Ieri aveva annunciato un provvedimento per portare il test in Campidoglio. Oggi si è recato al Coni per sottoporsi al test: “Sarà volontario, però con un certo carattere di obbligatorietà”. Sì al test anche da Zingaretti

Dalle parole di ieri, ai fatti di oggi. Gianni Alemanno, sindaco di Roma, che ieri aveva proposto di introdurre il test antidroga in Campidoglio, si è sottoposto oggi al narcotest all'Istituto di medicina sportiva del Coni all'Acqua Acetosa.

Per l'occasione Alemanno ha presentato un certificato di esenzione a fini terapeutici perché, a causa dell'intervento al menisco destro subito la settimana scorsa, potrebbero risultare dai test tracce di anestetico.

“Ho condiviso”, ha detto Alemanno, “l'idea lanciata dal consigliere regionale Desideri e dal capogruppo del Pdl in Comune Rossin e, pur non volendo fare il primo della classe, credo che gli amministratori pubblici debbano essere nel pieno delle loro facoltà". Insieme al sindaco l'assessore Marchi, che si è sottoposto anche lui al test. Poco dopo, alle 14, è toccato all'assessore De Lillo.

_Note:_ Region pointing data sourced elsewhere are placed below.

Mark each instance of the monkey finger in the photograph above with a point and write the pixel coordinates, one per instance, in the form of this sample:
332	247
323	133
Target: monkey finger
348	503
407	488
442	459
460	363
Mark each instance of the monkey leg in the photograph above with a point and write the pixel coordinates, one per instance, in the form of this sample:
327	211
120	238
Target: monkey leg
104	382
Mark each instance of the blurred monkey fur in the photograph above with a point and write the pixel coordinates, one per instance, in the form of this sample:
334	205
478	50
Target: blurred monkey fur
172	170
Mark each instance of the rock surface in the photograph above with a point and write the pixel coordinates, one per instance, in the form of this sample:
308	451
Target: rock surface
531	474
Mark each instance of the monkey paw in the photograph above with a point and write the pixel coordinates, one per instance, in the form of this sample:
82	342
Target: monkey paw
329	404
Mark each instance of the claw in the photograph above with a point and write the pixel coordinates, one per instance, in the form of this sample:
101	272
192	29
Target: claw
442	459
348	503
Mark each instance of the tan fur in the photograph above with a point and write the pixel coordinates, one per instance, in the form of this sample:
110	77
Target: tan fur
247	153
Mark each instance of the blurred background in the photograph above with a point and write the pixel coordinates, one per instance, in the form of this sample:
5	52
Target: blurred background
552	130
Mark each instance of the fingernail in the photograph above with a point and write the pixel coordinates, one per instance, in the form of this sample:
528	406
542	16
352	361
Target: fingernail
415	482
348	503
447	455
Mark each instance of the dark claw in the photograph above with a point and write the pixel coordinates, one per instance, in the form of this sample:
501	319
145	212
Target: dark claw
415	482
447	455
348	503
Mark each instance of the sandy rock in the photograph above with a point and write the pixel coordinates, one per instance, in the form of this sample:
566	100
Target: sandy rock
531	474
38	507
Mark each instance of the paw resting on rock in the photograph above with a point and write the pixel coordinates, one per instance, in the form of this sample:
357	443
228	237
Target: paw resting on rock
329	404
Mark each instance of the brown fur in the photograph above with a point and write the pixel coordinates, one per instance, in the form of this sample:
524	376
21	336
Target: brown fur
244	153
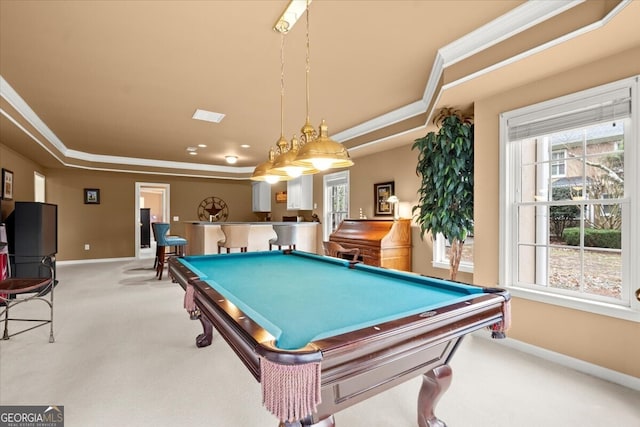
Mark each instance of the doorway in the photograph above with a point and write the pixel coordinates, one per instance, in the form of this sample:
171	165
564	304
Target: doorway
155	197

Alemanno ieri aveva detto: “Chiederò al capogruppo del Pdl in consiglio comunale di proporre il test. Secondo me bisogna farlo in Comune, in Regione e in Provincia, in questo modo possiamo dare tutti più garanzie ai cittadini". Secondo Alemanno infatti "non c'è una questione di privacy perché chi fa uso di droga può perdere di lucidità e penso che chi ha incarichi istituzionali debba essere nel pieno possesso delle proprie facoltà". Il sindaco pensa ad un test volontario "però con un certo carattere di obbligatorietà" perché, ha aggiunto "è inutile nascondersi dietro ad un dito".

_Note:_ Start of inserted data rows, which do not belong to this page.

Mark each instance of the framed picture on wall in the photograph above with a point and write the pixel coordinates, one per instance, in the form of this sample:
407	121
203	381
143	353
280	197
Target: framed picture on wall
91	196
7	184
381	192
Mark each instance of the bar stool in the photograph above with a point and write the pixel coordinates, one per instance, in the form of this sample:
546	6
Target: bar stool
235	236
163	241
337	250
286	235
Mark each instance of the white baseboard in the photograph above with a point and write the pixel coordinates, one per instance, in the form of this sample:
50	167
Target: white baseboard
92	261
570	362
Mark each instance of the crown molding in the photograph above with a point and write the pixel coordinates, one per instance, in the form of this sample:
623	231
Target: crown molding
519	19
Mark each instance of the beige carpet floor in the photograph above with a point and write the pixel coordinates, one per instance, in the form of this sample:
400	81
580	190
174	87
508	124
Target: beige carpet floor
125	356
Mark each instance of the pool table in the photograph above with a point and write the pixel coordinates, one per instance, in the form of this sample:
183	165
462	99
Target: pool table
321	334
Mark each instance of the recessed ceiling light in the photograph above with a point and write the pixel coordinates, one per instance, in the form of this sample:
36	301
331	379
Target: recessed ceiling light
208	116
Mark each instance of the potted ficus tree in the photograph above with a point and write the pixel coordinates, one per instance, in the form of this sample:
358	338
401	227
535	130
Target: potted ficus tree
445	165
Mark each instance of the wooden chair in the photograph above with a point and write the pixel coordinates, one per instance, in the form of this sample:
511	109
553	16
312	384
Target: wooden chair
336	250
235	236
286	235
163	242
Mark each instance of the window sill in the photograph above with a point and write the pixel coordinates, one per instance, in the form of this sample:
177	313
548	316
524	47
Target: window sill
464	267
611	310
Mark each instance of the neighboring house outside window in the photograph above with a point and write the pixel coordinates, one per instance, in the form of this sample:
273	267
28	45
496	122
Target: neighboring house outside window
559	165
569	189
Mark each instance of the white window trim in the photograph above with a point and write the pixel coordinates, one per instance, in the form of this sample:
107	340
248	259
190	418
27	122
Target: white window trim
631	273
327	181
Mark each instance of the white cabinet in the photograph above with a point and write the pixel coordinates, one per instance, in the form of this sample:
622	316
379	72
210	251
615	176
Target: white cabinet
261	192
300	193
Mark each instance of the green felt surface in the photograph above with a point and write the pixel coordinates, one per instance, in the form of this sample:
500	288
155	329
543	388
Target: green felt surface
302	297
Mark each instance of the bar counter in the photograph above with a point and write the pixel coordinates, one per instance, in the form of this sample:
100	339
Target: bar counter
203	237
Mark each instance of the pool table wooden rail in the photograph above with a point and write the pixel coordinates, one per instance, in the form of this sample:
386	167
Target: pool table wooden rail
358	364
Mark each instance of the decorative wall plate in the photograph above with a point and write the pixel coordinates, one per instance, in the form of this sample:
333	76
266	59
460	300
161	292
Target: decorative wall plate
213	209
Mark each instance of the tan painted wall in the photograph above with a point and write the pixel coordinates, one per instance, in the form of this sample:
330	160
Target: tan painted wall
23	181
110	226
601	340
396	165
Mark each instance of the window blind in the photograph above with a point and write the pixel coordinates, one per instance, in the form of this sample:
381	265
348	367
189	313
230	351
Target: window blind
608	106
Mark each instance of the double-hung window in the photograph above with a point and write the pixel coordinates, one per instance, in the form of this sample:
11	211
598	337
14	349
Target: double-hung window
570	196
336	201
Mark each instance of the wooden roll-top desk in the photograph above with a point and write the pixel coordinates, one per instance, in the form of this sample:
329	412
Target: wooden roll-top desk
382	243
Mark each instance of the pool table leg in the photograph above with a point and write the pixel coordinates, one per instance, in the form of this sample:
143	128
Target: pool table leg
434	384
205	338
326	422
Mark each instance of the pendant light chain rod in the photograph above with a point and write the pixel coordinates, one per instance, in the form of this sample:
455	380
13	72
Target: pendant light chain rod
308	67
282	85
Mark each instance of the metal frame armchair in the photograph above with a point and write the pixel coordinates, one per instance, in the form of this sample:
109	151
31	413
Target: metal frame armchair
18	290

D'accordo con il test anche il presidente della Provincia Zingaretti che però aggiunge: “La gente, però, chiede soprattutto controlli sui politici riguardo arricchimenti facili, appalti, condizioni patrimoniali. Credo che per un politico la trasparenza sia soprattutto questa”.

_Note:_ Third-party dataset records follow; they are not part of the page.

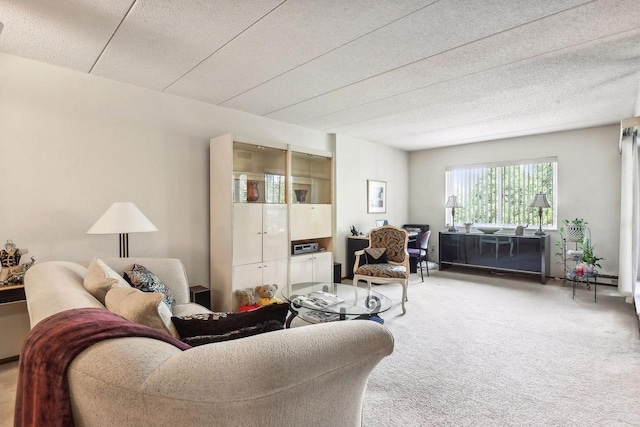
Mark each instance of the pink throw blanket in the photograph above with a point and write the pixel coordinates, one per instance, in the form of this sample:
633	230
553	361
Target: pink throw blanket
42	397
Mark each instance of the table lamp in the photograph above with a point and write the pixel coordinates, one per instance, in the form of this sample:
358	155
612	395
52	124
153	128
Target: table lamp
453	204
540	201
122	218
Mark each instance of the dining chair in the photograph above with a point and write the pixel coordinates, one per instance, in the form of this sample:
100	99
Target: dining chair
386	259
422	253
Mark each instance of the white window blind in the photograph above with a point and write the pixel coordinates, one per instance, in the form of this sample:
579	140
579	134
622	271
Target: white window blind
500	193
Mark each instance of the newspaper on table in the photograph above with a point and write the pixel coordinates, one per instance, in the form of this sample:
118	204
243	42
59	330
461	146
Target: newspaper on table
319	300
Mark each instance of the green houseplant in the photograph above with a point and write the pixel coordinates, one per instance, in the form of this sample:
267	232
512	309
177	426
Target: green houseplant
572	230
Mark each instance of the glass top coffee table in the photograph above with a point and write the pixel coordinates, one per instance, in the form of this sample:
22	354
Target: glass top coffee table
317	302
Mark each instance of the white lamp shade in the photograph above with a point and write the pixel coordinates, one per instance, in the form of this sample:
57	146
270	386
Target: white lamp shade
120	218
540	201
453	202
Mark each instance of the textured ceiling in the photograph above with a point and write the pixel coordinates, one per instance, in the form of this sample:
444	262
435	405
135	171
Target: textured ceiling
413	74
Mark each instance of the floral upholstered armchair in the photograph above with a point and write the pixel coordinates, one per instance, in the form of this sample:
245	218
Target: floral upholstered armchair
386	259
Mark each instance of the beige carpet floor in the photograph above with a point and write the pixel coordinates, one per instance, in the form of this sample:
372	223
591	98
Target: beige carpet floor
489	350
493	350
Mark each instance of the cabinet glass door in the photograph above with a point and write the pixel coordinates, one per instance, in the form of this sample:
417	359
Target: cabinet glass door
258	174
310	178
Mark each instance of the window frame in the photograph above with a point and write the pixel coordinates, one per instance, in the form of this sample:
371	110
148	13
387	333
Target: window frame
553	197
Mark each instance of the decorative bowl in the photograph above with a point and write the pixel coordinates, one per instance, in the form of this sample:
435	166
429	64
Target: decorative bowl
489	230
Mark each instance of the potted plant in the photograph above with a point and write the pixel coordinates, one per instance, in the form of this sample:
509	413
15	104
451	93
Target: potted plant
589	257
574	229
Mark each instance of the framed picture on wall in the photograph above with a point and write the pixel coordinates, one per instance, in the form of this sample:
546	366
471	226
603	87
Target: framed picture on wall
376	196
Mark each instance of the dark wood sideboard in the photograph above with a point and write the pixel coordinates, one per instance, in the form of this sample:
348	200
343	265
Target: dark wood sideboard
501	252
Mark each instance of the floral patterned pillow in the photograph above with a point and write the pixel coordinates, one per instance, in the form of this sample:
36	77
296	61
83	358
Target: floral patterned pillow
141	278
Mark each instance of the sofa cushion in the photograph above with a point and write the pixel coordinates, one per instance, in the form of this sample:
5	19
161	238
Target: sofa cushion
141	278
222	323
145	308
100	278
271	325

Il presidente della Commissione Sicurezza del Comune di Roma Fabrizio Santori ha alzato il tiro proponendo il test a tutti i pubblici ufficiali: “Ritengo che il narcotest effettuato oggi dal Sindaco Gianni Alemanno rappresenti molto più di un gesto simbolico, bensì è un chiaro segnale di responsabilità che la politica deve concretamente assumere e che dovrebbe essere esteso a tutti coloro che ricoprono ruoli di primaria importanza per la collettività, in particolare i pubblici ufficiali”.